Heading further south I could see the pier of the passenger ferry terminal sticking out into the harbour like a huge mutant cruise ship made of concrete and grass. I would like to have taken a walk along it but it seemed to only be open to travellers. There was a work of art at its ‘base’ (what is the point where pier meets land called? It must have a name), two huge shiny cubes. Shiny as in that sparkly paper you get which reflects different colours in patterns, not as in a solid wall of mirror. Nice art, but utterly utterly pointless.
Further south I found a park with a rather excellent Brazillian band in – the park was reminiscent of some of those in Paris, except that it had the sea on one side. It also had a man who was pretending to juggle chainsaws who was more of an exhibitionist than a good juggler, and almost certainly didn’t need the encouragement of people actually paying attention.
Somehow the harbour had the feel of 1930s epic cruises to it, maybe all harbours do to some extent, but it almost seems everyone has forgotten to tell anyone here that we’ve got aeroplanes now.
Looping back around up through the town I discovered Chinatown. This is nothing like the street in London we refer to as Chinatown, I guess because of the proximity of China to here, it goes on for miles and theres shops selling anything and everything China-related. Food, obviously features heavily, but so do clothes and theres quite a lot of tacky plastic toys whose only connection is that they happened to be made there.

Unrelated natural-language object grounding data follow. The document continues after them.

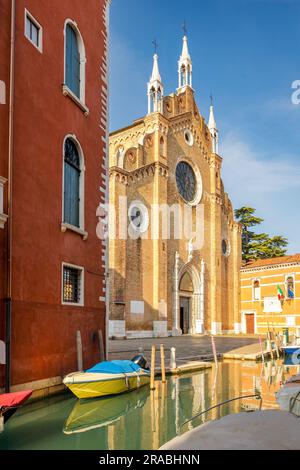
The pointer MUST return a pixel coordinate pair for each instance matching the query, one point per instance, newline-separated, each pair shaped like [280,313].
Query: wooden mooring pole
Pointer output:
[261,349]
[152,376]
[214,350]
[173,359]
[162,361]
[79,351]
[101,346]
[270,343]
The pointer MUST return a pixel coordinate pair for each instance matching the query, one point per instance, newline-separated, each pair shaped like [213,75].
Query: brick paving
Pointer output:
[186,346]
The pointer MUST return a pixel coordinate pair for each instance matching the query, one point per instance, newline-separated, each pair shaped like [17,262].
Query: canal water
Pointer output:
[143,419]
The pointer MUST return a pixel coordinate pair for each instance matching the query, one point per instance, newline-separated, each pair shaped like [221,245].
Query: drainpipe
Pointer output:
[8,301]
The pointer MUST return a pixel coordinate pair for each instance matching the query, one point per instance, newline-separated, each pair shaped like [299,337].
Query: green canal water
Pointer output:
[142,419]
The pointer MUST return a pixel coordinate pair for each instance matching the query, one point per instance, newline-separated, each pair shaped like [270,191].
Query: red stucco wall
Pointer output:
[44,331]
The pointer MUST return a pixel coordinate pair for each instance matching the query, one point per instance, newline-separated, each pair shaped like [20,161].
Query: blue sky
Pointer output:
[245,52]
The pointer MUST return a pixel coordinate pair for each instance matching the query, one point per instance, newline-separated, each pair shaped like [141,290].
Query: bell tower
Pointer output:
[213,129]
[185,65]
[155,87]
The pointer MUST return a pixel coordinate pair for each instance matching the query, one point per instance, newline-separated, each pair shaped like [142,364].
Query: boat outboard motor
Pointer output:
[141,361]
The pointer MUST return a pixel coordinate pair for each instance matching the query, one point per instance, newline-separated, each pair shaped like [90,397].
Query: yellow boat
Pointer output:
[88,415]
[109,378]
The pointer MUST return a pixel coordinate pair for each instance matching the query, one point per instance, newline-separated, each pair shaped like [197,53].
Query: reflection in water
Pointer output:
[143,419]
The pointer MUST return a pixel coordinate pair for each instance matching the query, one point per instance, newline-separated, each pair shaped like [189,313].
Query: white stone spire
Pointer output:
[213,129]
[155,89]
[185,65]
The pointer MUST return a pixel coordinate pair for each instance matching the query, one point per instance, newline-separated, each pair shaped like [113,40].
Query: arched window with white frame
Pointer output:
[256,290]
[75,60]
[290,286]
[73,191]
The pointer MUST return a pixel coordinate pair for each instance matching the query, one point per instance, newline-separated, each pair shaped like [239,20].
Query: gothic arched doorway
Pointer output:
[186,292]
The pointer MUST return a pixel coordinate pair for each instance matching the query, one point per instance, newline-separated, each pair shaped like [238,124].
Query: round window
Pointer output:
[186,181]
[138,217]
[188,136]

Navigating back toward the station theres a square with a glass sarcophogus on the ground just offset from the centre. Its getting dark by now so I peer into it to try to figure out what its all about, its just some old drain, odd then that it should be exposed so. Theres a little plaque by it which I’d not noticed when I wandered over to it, explaining that its a 100year old sewer and isn’t it so well engineered that it could still work if only we didn’t have this nice modern sewer system to replace it.
It was around this square that I saw my first ever motorcycle with a cruise light – I know they’re coming back in for cars these days back home, but on a motorbike?

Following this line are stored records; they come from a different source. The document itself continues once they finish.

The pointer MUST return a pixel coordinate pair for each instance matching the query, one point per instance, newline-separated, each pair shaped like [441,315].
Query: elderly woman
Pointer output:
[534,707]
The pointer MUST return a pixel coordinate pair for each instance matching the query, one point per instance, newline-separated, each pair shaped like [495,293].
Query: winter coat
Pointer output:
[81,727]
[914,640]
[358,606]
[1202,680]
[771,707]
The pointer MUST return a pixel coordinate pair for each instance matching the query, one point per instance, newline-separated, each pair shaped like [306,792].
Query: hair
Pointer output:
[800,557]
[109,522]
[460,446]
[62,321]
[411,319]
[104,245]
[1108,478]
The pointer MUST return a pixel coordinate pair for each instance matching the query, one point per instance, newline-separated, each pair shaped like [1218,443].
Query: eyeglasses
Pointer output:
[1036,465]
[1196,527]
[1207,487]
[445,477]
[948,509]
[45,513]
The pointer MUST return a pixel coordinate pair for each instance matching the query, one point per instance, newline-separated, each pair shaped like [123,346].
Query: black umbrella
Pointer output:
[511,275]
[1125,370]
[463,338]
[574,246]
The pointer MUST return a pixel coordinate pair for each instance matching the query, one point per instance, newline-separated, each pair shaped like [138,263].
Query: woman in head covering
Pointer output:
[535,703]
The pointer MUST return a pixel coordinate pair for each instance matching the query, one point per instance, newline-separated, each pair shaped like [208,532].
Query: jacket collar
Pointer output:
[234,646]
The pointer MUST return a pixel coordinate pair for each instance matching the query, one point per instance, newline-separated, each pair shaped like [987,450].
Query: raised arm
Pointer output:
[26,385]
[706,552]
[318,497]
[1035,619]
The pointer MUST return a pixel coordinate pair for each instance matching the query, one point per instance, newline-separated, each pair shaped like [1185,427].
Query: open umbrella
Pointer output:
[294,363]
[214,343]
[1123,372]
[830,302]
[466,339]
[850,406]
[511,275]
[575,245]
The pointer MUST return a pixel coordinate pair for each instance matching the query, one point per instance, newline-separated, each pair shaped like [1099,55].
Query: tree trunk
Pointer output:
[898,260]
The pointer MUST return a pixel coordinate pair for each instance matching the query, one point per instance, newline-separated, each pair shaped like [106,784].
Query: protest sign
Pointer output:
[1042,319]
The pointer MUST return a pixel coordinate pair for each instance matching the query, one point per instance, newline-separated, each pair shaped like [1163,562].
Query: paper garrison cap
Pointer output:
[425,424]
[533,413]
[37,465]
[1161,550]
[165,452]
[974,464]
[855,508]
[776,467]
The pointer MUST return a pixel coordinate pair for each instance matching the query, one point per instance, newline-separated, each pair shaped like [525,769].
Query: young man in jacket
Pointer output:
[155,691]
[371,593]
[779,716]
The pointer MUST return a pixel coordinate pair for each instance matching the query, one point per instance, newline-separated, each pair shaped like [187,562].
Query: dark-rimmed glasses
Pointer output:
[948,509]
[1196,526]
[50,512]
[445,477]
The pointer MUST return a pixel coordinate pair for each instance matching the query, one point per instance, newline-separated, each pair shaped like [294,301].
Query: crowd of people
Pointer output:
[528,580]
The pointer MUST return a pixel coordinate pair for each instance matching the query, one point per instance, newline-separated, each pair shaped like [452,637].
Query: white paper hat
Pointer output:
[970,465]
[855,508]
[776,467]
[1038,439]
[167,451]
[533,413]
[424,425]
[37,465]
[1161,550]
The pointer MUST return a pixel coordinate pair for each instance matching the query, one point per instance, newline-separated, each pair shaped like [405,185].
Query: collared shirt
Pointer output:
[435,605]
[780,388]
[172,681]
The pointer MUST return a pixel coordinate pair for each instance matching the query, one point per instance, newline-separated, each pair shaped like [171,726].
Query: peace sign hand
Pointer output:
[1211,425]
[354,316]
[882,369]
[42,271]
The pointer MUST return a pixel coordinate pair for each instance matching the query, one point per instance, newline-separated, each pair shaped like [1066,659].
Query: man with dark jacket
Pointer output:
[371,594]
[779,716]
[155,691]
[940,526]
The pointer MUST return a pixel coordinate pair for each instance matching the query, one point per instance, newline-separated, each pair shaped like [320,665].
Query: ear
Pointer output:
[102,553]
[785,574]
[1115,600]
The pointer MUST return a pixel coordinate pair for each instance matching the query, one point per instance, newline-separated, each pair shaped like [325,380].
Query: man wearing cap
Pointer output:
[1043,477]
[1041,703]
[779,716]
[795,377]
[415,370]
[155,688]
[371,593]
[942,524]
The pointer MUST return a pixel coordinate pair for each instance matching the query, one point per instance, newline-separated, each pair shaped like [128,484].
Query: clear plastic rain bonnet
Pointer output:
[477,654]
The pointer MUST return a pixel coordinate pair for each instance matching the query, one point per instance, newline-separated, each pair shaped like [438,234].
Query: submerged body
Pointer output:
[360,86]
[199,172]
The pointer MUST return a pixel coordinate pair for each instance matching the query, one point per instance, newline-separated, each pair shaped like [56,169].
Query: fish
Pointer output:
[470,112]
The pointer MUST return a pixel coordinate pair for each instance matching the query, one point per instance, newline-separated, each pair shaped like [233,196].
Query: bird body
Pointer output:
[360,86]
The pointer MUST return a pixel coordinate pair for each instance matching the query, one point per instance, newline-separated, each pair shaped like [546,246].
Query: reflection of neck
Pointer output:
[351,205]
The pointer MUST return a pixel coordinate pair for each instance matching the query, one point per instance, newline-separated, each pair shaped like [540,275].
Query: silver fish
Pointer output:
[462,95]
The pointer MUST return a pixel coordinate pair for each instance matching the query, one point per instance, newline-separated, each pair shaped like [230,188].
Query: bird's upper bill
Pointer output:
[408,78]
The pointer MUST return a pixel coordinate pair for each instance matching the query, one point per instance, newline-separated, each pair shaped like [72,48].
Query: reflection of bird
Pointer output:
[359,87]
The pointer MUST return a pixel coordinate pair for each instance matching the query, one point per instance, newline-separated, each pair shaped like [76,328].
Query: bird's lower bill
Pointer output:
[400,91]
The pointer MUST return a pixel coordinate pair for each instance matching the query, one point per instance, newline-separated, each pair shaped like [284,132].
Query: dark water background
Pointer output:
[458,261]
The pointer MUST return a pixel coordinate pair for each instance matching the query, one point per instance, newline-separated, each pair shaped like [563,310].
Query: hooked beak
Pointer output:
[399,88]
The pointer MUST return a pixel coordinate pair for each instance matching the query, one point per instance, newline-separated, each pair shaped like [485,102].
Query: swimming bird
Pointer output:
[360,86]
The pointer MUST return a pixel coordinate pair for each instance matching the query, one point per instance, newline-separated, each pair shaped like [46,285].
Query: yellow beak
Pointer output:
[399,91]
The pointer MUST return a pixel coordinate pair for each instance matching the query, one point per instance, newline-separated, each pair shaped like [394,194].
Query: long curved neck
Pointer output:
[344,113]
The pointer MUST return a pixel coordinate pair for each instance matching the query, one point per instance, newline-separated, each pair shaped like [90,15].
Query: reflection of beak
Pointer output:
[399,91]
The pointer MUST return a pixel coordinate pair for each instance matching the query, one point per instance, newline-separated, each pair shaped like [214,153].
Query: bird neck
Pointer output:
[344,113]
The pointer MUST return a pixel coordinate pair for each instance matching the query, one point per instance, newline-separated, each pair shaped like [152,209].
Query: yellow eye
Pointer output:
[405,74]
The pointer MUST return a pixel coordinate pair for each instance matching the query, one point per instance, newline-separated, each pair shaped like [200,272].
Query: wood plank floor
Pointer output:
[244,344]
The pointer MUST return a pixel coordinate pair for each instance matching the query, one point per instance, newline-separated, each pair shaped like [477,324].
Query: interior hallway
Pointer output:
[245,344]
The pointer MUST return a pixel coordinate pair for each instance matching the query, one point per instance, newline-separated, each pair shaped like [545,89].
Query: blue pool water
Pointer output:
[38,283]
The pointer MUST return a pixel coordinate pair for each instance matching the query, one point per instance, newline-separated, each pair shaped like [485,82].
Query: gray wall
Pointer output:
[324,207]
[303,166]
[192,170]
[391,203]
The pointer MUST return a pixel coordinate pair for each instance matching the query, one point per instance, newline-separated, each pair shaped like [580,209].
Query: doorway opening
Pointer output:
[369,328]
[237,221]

Back at the concourse outside the station I remember the open air walkway leading off in the other direction that I was going to explore at some point, nows the time. It leads to Landmark Plaza, a shopping mall underneath the Landmark Tower, its a five story cathedral to consumerism. Todays gadget of the moment is a circular escalator. Well, strictly speaking it was actually two semicircular escalators, one up and one down. I had to go round a couple of times, much to the amusement of the locals.
Through the worshipping masses and on to the next mall, Queens Plaza which was mostly unremarkable except for the musical walkway (which plays electronic bells as you pass the posts along the middle, except it seemed intermittent, like it wasn’t paying attention if it was playing a note elsewhere) and on again to the Conference Centre and hotel at the seafront. Another conference centre like many others, made more amusing for me by having a Cafe Vague in it, sadly I’d already eaten so didn’t get a chance to try it – I will definitely be heading back there sometime.
After another quick go on the escalator I was off back along the moving walkway looking over the neon of the theme park – showing up more now that it was dark – and the impressive Panasonic CD adverts – an array of five 20ft Plasma screens showing animations of all the wonderful things you can store on their CDRs.
The station concourse was now alive with music, a Jazz band were competing with a pair of ravers (with mixing desk and everything), the metal band looked like they’d given up trying to compete and a sorry state they were in too. Lightweights.